For the next year or so, he worked on the company’s prostate cancer drugs — and quickly realized the scope of the challenge faced by the oncology unit.  

“When I joined in 2001, we didn’t have a promising oncology portfolio,” Nataf recalls. “There had been a series of significant failures in clinical trials. That brought the growth in some areas, such as oncology, almost to a stop.”

Nataf, who studied molecular biology as an undergrad, put his faith in the science — as well as in his own ability to convey its virtues to patients and providers. Before long, he was AstraZeneca’s oncology marketing lead in France, a role in which he helped launch prostate cancer drug Casodex.

That proved a pivotal professional moment, as much for the success of the launch as for the confidence it instilled in Nataf. In 2006, he moved to the U.S. and established himself as a sales rep, spending three years in the field.    A few years later, he pivoted back to marketing — but this time, in the realm of diabetes.

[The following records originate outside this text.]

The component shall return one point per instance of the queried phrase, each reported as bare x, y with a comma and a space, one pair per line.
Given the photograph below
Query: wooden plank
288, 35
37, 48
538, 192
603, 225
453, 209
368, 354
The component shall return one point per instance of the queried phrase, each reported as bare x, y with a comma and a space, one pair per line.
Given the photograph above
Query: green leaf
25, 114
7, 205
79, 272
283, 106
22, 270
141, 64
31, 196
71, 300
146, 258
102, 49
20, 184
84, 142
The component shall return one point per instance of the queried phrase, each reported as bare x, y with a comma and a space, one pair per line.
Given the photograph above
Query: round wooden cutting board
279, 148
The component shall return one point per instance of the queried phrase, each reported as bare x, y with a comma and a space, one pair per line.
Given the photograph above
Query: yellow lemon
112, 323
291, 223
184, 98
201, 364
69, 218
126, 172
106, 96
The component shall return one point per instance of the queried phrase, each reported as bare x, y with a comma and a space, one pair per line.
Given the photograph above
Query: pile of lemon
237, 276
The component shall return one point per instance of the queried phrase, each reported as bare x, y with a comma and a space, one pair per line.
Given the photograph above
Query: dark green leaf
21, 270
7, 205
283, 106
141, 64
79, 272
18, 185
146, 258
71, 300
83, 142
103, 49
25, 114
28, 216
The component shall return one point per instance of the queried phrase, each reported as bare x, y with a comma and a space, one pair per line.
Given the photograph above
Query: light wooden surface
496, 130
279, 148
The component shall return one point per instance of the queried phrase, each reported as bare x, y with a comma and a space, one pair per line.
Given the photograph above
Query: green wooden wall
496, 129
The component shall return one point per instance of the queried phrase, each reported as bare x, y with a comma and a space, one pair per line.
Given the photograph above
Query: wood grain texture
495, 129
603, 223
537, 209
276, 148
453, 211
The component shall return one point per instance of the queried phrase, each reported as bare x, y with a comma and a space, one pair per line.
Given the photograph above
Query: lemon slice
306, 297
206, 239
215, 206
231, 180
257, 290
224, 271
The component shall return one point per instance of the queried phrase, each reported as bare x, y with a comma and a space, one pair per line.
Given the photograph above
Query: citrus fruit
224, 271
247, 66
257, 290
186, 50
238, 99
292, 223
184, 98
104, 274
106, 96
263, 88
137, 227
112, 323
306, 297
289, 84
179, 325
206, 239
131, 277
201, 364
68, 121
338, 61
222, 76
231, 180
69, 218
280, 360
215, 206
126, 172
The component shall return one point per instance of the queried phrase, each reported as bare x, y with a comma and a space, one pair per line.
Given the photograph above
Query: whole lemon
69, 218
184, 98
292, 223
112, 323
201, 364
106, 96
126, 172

“Until you do it, you don’t really know if you can do it,” he says. So Nataf’s promotion last October to head AstraZeneca’s flourishing oncology operation in the U.S. seems like both a natural progression and a coronation of sorts. He now oversees four franchises (lung cancer, ovarian cancer, breast cancer, and the newly supercharged hematology unit), eight groups, and around 600 people.

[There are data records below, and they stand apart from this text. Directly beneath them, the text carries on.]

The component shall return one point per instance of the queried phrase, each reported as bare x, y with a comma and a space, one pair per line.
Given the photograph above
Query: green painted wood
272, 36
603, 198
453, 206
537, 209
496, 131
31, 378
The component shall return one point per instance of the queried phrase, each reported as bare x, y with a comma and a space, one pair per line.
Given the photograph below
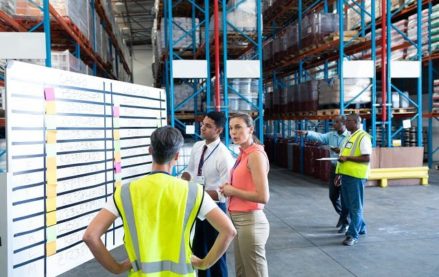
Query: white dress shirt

There’s a lot on his plate, much of it relating to what he calls a “lucky problem” — Nataf’s group has launched nine new indications in just over a year. The total includes expanded indications for A-list brands such as Tagrisso, Calquence, and Lynparza.

“It’s not a good expression, but you find yourself becoming a launch machine,” he notes. “The drugs we have are first- or best-in-class in their indications. But you need a relentless focus on science, patients, and innovation. You need to be relentless about discipline and execution.”

Nataf’s long tenure helps him maintain a healthy perspective. One senses he’s happier dealing with the problems that come with a frantic launch schedule than he would be dealing with the ones AstraZeneca’s oncology group encountered during the early years of the century.

“The workflow is pretty high,” he says. “We need to be an impact-driven and not an activity-driven organization.”

He guards against this by “waging war against churn and unnecessary activity.”

Nataf himself is rarely inactive. When away from the office, he plays guitar and sings. He also wrote a book about French politics. “It is about defining centrism not as a middle ground, but as something that’s a third voice,” he explains. Asked where he finds the time, Nataf laughs. “I don’t need a lot of sleep.”

It shouldn’t come as a surprise that, even with the punishing launch schedule largely behind him, Nataf continues to drive himself and his group toward the goal of being a top-three oncology company.

At the same time, he wants to become a better manager — and is drawing on his experience as a former AstraZeneca intern to help him get there.

“There’s a legitimacy that comes with it, a sort of been-there-done-that effect,” he says. “I may not have done every role, but I’ve done a fair amount of roles. I’ve likely had the same headaches, worries, or challenges my team has.”